В это же время выяснилось, что электричество не самая главная беда. Оказалось, что сотрудники института не хотят ехать сюда с Ленинского проспекта. В итоге получается совершенно абсурдная вещь: я директор института, а ко мне не едут сотрудники и, больше того, – не присылают больных! Я вроде как обречен куковать тут в своем новом кабинете при двух операционных без всякого дела.
Я тогда, признаюсь честно, был гораздо более жестким руководителем, чем сейчас (да ведь и время было другое). Я приехал на Ленинский, собрал сотрудников и сказал, что в новое отделение необходимо направить столько-то больных. Если в ближайшее время они там не появятся, то со своими должностями расстанутся заведующие отделениями и старшие научные сотрудники. Плановые операции в новом отделении я все равно начну делать (пусть на неделю позже), но это будет уже без них. Заведующие сразу поняли, что дело поворачивается серьезно, и тут же на Рублевку были отправлены необходимые сотрудники и четверо больных.
Я много раз бывал и оперировал за границей: я знаю, как жестко поставлена там работа хирургов. Операции в крупнейших клиниках ведутся с раннего утра (зато и отдыхать хирурги уходят уже в середине дня). Я объявил, что операции в новом отделении будут начинаться, как во всем цивилизованном мире, в 6.00. Хотелось сразу подтянуть персонал и наладить современные рабочие традиции.
В ординаторских установили диваны, чтобы ребята, участвующие в операциях, могли приехать с вечера, как на дежурство (не ехать же к шести часам на такси), приготовили завтраки и все, что может понадобиться. Надо сказать, что никаких проблем впоследствии ни с хирургами, ни с анестезиологами, ни с сестрами не возникало.
Рабочие вопросы мы уладили. Но тут же возникла другая проблема. Некоторые коллеги на Ленинском продолжали уговаривать родителей отказываться от того, чтобы их детей оперировали на Рублевке. Претензии те же самые – продолжается стройка, антисанитария, ничего толком не подготовлено, ни оперировать, ни лечить нельзя. Тогда я попросил собрать родителей, которые особенно возражали, и устроил для них специальную экскурсию по отделению.

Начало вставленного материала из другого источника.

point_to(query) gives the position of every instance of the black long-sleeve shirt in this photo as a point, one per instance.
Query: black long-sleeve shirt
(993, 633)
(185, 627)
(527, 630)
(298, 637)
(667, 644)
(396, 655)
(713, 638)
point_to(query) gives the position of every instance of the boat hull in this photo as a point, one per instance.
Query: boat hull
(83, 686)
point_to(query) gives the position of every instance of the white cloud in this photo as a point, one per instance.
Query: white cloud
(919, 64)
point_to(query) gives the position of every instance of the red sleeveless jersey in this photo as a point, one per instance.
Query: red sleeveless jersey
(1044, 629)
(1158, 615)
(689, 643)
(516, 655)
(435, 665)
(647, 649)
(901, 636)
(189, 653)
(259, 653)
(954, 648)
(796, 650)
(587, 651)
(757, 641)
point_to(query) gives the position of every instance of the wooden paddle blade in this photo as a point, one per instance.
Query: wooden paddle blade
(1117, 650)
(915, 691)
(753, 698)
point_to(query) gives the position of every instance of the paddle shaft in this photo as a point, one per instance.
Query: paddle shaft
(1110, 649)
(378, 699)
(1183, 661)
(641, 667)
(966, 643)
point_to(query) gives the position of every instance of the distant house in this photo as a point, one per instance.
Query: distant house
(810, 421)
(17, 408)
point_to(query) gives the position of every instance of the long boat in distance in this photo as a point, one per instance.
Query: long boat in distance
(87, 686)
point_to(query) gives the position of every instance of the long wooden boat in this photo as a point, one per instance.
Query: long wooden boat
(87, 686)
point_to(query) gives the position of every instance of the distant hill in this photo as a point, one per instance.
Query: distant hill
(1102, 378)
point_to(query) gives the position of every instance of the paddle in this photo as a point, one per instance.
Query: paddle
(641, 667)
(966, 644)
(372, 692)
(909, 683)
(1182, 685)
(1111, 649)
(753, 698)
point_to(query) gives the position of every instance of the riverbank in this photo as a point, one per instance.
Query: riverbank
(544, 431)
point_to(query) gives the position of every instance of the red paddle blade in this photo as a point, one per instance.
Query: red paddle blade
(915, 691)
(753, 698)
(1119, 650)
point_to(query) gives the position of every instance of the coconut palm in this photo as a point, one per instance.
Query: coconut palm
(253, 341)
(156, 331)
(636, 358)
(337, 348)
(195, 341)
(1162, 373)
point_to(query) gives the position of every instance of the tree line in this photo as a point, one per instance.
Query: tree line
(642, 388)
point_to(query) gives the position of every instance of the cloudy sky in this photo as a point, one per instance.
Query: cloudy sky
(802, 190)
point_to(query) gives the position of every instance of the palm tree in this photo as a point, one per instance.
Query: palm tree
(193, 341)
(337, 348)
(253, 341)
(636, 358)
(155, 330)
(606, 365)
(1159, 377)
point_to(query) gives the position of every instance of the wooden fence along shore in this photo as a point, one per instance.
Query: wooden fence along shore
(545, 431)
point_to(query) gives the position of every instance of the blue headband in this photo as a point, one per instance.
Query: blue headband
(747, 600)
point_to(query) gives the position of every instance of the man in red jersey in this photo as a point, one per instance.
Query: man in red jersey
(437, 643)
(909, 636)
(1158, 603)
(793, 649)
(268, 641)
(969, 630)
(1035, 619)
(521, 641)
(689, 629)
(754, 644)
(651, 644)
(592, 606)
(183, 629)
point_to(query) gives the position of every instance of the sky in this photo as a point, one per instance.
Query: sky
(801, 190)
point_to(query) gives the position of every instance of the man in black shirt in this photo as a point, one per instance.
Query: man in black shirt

Потом привел их в холл, где стоял телевизор с огромным экраном и кресла, и сказал: «Вы можете сесть в эти кресла и смотреть от начала и до конца, как будут делать операцию вашему ребенку». Такого в то время у нас в стране еще не было. Родители это оценили и согласились. Первая операция, как было запланировано, началась в 6 часов утра, и закончил я ее в 9. Перешел в другую операционную, там уже было все подготовлено и уже открыта грудная клетка. Закончил в 10.30 и после этого вышел к родителям.
Получился хороший разговор. Пожилой мужчина (видимо, дедушка мальчика, которого я оперировал) расчувствовался и заметил со слезой: «Спасибо вам, доктор. Видели мы, видели. Хорошо работаете. Все делали, как для себя!» Дальше пошло-поехало. И больные стали поступать регулярно, и операции шли по плану, как положено. Вот и начал работать на новом месте наш институт, который вскоре перевоплотился в Научный центр сердечно-сосудистой хирургии имени А. Н. Бакулева РАМН (НЦССХ).
Вот только над ним сгущались тучи. Именно в то время группа приближенных к власти людей создавала так называемый Центр новых медицинских технологий. Самостоятельно заниматься строительством им было не с руки – долго, сложно и накладно. По мнению организаторов, наш комплекс как нельзя лучше подходил для размещения этого многопрофильного медицинского центра. Уже была оформлена договоренность по кредитам из разных стран. Назывались очень серьезные суммы. Документы в ближайшее время должны быть утверждены на самом высоком уровне. Для того чтобы проект осуществился, необходимо было только одно – выкинуть хозяев из построенного ими комплекса зданий.
Но и на нашей стороне тоже были кое-какие люди. К великому удивлению очень многих, нам удалось эту сильнейшую атаку отбить… А дальше грянул дефолт. Денег в стране не стало. Совсем!
Нам тогда выделили товарный кредит ЭКСИМбанка (США). Согласно условиям этого межгосударственного соглашения, оборудование из Штатов допускалось к отправке в Россию только в том случае, если в нем было на менее 58 % деталей, изготовленных в США. Поэтому не прошли по условиям изделия фирм «Сименс», «Филипс», «Дженерал электрик». Мы получили приборы и устройства, которыми пользовались американские клиники, по американским ценам. Так у нас оказалось шесть ангиографических установок, из которых три были двухпроекционными за 11 миллионов долларов. Если бы нам пришлось приобретать аппаратуру у европейских фирм, это обошлось бы нам не менее чем в 21 миллион.